Commercial whaling could get green light for first time in nearly 25 years

WWF 23 Apr 10;

Gland, Switzerland - A proposal announced today by the International Whaling Commission (IWC) would, if adopted, for the first time in almost 25 years, endorse the killing of whales in their most precious feeding grounds, the Southern Ocean.

The IWC has had a moratorium on commercial whaling since 1986 but Iceland and Norway have legal objections to the moratorium and Japan continues to conduct commercial whaling using a loophole in the IWC which allows whales to be killed for scientific purposes.

In an effort to bring this whaling under IWC's control, the Chair of the IWC has proposed to give these countries official commercial whaling quotas for the next 10 years.

The proposed quotas are not set using the IWC's own scientific methods, but are a result of political bargaining which has little if anything to do with the whales themselves, said Wendy Elliott, Species Program manager, WWF-International. Setting quotas for commercial whaling based on politics not science would be a step backwards for IWC, Elliott said.

If adopted the new proposal would legitimise commercial whaling in the Southern Ocean Whale Sanctuary, despite the IWC's absolute ban on commercial whaling in this area since 1994. The Southern Ocean is the main feeding ground of many whale species such as blue whales, humpback whales and fin whales.

The Southern Ocean is the whale equivalent of a restaurant or supermarket. Some whales feed exclusively in the Southern Ocean -- not eating at all during the winter months when they travel up to tropical waters added Elliott.

If there is one place on earth where whales should have full protection, it is the Southern Ocean. Allowing commercial whaling in an area where whales are so vulnerable goes against all logic.

Furthermore the IWC Chair has proposed commercial whaling quotas for whale species listed by the International Union for the Conservation of Nature (IUCN) as endangered.
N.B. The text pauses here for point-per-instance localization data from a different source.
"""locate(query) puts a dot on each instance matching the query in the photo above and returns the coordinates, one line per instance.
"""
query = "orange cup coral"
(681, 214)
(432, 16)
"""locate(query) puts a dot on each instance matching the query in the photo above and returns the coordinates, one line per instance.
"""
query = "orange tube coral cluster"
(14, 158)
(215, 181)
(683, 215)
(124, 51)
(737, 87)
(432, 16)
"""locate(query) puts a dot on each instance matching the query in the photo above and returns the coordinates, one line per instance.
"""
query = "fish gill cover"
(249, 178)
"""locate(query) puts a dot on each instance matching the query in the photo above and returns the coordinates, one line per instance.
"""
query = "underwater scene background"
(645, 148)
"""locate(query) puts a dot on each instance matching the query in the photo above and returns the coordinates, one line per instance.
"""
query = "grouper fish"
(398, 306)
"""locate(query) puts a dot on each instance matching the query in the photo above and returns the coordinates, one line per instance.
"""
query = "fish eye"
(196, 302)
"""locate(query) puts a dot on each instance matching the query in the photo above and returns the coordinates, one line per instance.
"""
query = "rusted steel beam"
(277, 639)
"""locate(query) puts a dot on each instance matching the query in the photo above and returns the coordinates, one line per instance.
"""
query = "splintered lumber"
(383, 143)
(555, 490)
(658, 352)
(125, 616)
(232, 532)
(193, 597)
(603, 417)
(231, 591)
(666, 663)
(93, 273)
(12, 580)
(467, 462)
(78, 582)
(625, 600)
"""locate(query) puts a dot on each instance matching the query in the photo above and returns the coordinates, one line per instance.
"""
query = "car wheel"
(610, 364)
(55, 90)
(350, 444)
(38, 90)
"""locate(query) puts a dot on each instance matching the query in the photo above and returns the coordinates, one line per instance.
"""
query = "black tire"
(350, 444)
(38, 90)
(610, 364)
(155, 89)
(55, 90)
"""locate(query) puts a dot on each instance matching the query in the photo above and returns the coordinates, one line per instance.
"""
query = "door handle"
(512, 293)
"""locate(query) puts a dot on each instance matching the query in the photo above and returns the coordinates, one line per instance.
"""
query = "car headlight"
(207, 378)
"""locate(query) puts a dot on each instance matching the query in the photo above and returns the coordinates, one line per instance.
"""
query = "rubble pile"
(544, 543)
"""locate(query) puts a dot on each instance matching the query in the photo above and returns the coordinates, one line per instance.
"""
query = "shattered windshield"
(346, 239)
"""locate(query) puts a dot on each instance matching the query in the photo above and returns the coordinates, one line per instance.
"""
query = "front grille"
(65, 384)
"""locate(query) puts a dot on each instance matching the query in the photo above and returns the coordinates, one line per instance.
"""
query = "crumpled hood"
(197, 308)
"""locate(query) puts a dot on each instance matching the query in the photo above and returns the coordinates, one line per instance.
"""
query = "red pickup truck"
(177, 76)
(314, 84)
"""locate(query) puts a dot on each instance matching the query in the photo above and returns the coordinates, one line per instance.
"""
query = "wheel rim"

Both fin whales and sei whales are endangered species, yet this proposal would allow the commercial killing of 65 fin whales in the Southern Ocean and 500 Sei whales in the North Pacific over a ten year period. Both fin and sei whale species were depleted to severely low levels by previous whaling that spun out of control, and remain endangered as a result. Allowing new commercial whaling on these species when they have yet to recover from previous whaling is management madness.

The sei whale in the North Pacific was reduced from 42,000 to just 8,600 by whaling in the late 20th Century, when 40,000 sei whales were killed. The extent to which this whale population has recovered is not clear. 725,000 fin whales were killed in the Southern Hemisphere in the twentieth century, and the most recent estimate puts numbers at just 15,178.

The positive aspects of the proposal include increased efforts to secure the recovery of depleted whale populations, action on critical conservation threats facing whales such as bycatch and climate change, and improved governance and compliance.

The members of the IWC will decide whether to adopt the proposal at its next annual meeting in Agadair, Morocco, June 21st-25th.

WWF calls on all countries attending the IWC meeting to put science and responsible management back at the forefront of IWC decision making.